TSMC Revenue Jumps 30% on AI Demand as 2nm Production Ramp Begins
TSMC reported combined January–February 2026 revenue growth of 30% year-over-year, trailing only slightly the 33% increase analysts project for the full quarter, as the world's leading foundry continues to benefit from insatiable AI chip demand. The company's HPC segment — which captures AI data center orders from NVIDIA, AMD, and Broadcom — grew 48% year-over-year and now accounts for 58% of total revenue. In January alone, TSMC delivered net revenue of NT$401.26 billion (approximately $12.7 billion), the highest monthly sales figure in the company's history.
TSMC's capacity is fully allocated, with all leading-edge nodes booked by Apple, NVIDIA, AMD, Qualcomm, and Broadcom. This demand pressure is accelerating the 2nm ramp: TSMC expects the N2 node to be bigger than 3nm adoption from the start, with volume production under way at Fab 22 near Kaohsiung. Wafer starts for 2nm are ramping through the second half of 2026, targeting 100,000–140,000 wafers per month. TrendForce reports that N2 is already recording 1.5× more tape-outs than 3nm at the same stage of production.

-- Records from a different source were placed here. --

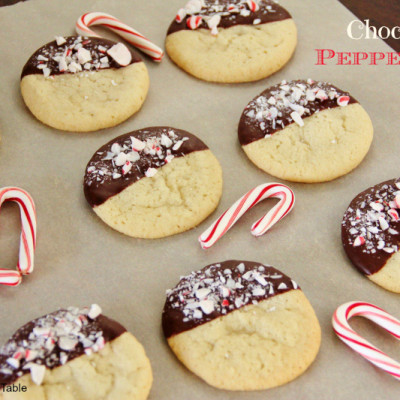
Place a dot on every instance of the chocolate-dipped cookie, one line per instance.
(305, 131)
(74, 354)
(84, 83)
(231, 40)
(371, 234)
(153, 182)
(241, 325)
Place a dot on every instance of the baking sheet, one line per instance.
(79, 260)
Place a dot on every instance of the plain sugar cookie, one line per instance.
(153, 182)
(231, 40)
(74, 354)
(241, 325)
(371, 234)
(305, 131)
(84, 84)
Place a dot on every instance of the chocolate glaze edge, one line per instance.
(97, 195)
(281, 14)
(368, 264)
(111, 330)
(30, 66)
(172, 320)
(249, 132)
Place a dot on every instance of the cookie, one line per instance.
(371, 234)
(241, 325)
(153, 182)
(84, 84)
(305, 131)
(231, 40)
(74, 354)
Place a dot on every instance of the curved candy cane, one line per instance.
(129, 34)
(28, 235)
(358, 343)
(245, 203)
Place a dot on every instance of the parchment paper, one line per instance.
(80, 260)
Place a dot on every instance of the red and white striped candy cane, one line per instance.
(358, 343)
(28, 235)
(129, 34)
(245, 203)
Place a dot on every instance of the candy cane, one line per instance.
(245, 203)
(358, 343)
(129, 34)
(28, 235)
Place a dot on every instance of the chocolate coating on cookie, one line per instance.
(371, 227)
(285, 104)
(133, 156)
(233, 12)
(219, 289)
(55, 339)
(54, 59)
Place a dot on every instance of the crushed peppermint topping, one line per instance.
(79, 54)
(221, 288)
(291, 102)
(372, 220)
(208, 13)
(50, 341)
(132, 155)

Advanced packaging capacity is another key growth driver. TSMC is expanding SoIC (System on Integrated Chips) capacity to 10,000–15,000 wafers per month by 2026, with further expansion planned from 2027 onward to meet demand from NVIDIA's Rubin Ultra and AMD's next-generation accelerators. SoIC requires significantly higher capital expenditure per unit than CoWoS — approximately $6.8–7.0 billion per 10,000 wafers. Meanwhile, TSMC is accelerating its Fab 21 expansion in Arizona, with the site targeting 2nm production by 2028 in support of the U.S. CHIPS Act reshoring agenda. Bloomberg noted that revenue growth is trailing the full-quarter estimate solely due to a memory chip demand softness on the mobile side, not any weakness in AI-related orders.